To predict ordering quantities, cost ranges, and requisition patterns, historical data is copied from FSM to the Data Lake through the FSM_RQ_ST replication set where it is stored in FSM_RequisitionLine. AI and ML models use this data to analyze patterns and generate predictions.

Data flow and scheduling

  • Replication sends requisition data to the Data Lake.

    We recommend that you run replication at least once per day.

  • Workflows must be scheduled after the replication is completed as replication triggers the model training using this data.
  • Example schedule:
    • FSM_RQ_ST → 00:00 AM
    • Quantity Anomalies → 00:40 AM (FSM_RQ_Requisition_Quantity_Anomalies_SCH)
    • Cost Anomalies → 00:50 AM (FSM_RQ_Requisition_Cost_Anomalies_SCH)
    • Once training is complete, the prediction endpoints are updated.
Note: For initial setup and deployment, refer to the FSM_RQ_Requisition_Anomalies_Deployment_Guide.

Follow these key rules:

  • Training uses released or processed requisition lines. A release date must exist for each line.
  • Training uses data from the last year.
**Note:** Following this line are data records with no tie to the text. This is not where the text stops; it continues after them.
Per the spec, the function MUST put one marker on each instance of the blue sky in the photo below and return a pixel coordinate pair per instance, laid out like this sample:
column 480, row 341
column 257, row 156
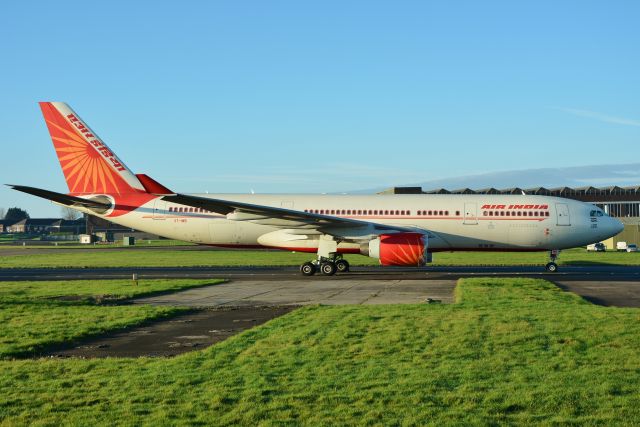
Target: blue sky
column 283, row 96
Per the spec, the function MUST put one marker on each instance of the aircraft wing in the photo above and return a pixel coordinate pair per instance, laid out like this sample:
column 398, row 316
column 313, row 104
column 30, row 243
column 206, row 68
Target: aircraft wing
column 285, row 218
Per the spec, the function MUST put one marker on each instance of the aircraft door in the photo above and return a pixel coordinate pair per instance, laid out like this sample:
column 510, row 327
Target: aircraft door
column 562, row 213
column 470, row 214
column 159, row 208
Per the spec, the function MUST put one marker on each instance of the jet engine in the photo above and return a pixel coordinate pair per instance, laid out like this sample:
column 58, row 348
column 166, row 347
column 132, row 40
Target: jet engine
column 408, row 249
Quantity anomaly prediction logic

These steps are followed to check if the requisitioned quantity is anomalous:

  1. Quantity is converted to Stock UOM.
  2. Quantity is grouped by Requesting Location and Item.
  3. Pattern is analyzed and outliers are removed using the Interquartile Range (IQR) method.
  4. Final range is calculated and converted back to user-entered requisition line UOM for display.

Cost anomaly prediction logic

These steps are followed to check if the requisitioned quantity is anomalous:

  1. Cost is normalized to Stock UOM.
  2. Cost grouped by Item.
  3. Outliers are removed using IQR method.
  4. Predicted cost range is converted back to entered UOM and shown in widget.

Rolling window calculation

Follow these calculations:

  • Rolling Window 1 (Baseline): Uses one-year historical data → Applies IQR to set lower and upper bound.
  • Rolling Window (Recent Trend): Has two parts:
    1. Rolling down: Uses last “X” days → Captures short-term behavior shifts through IQR.
    2. Rolling up: Uses next “Y” days → Anticipates near-term trends through IQR.
Note: X and Y days are defined by users as a configurable parameter at use case level.

The widget shows the final range calculated from the weighted average of each rolling window.